Un testimone di Geova che lavora alla J. Astophan Company narra cosa successe due giorni dopo l’uragano David:

“La strada era letteralmente bloccata. C’era gente dappertutto. Non avevo mai visto nulla di simile in vita mia. Gente che portava sui carri legname, cemento, frigoriferi, tutto quello su cui riusciva a metter mano. Ero stupefatto. Che te ne fai di un frigorifero o di un televisore senza elettricità? Portarono via 100 frigoriferi nuovi. Il primo giorno li trasportarono sulla testa e coi carretti. Alcuni giorni dopo con autocarri e macchine. Vidi gente seduta sul ciglio della strada coi frigoriferi, in attesa di un passaggio per l’interno.

“I magazzini furono saccheggiati per un’intera settimana, di giorno e di notte.
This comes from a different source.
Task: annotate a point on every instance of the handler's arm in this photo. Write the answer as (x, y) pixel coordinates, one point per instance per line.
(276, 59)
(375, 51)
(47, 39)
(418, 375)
Le auto nuove furono rubate o spogliate, tutte. Portarono via il motore e le gomme.

“Tutti i pezzi di ricambio che l’uragano aveva risparmiato, per un valore di oltre un milione di dollari, sparirono. Portarono via tonnellate di legname, sbarre di ferro e cemento. Fecero anche man bassa di surgelati, portandone via tonnellate con le macchine e a braccia alla piena luce del giorno. Altri magazzini della ditta nella zona furono saccheggiati allo stesso modo”.

La presidentessa del consiglio del villaggio di Marigot, che vide portar via coi carri balle di coperte e di altri articoli, disse che per qualche tempo non era riuscita a dormire dopo aver visto gente che conosceva e che rispettava trasformarsi all’improvviso in ladri sotto i suoi occhi.

A causa dell’uragano alcuni manifestarono i loro lati peggiori, mentre altri per fortuna mostrarono coraggio e si preoccuparono per l’incolumità e il benessere altrui. Ma la popolazione di questa bella isola e di altre deve accingersi al difficile compito di ricostruire le case danneggiate e rendere nuovamente produttiva la terra.

In quanto all’uragano David, ha fatto 42 vittime a Dominica, mentre centinaia sono stati i feriti e oltre 60.000 i senzatetto. Avanzando verso nord-ovest investì la Repubblica Dominicana uccidendo altre 1.000 persone.

Un giovane di Los Alcarrizos narra ciò di cui è stato testimone:

“Dalla veranda vedevamo volare nell’aria lamiere di zinco strappate dalle case. Quando una si avvicinava troppo rientravamo, ma anche le nostre lamiere sbattevano e ci rendevano ancora più nervosi. Guardando fuori, vedemmo crollare due case nell’isolato di fronte. Poi, una dopo l’altra, ne crollarono sette. Non potevamo crederci! Un attimo prima c’era una fila di case; ora solo un mucchio di macerie!”

A Bani la casa missionaria dei testimoni di Geova diede asilo a una quarantina di persone, oltre a cani, gatti e un pappagallo. Purtroppo, non tutti i rifugi si dimostrarono sicuri. Cinque persone morirono nel crollo della chiesa cattolica di Guaybin. A Malpaéz, vicino a San Cristobal, 100 persone cercarono rifugio in una chiesa che crollò, uccidendo 16 persone e ferendone 50. A Villa de Ocoa crollò un’altra chiesa cattolica, seppellendo sotto le rovine 400 persone.

La parola “uragano” deriva da una parola indiana che significa “spirito maligno”. Certo gli abitanti di Dominica converranno che l’uragano David fu un vento furioso che seminò morte e distruzione.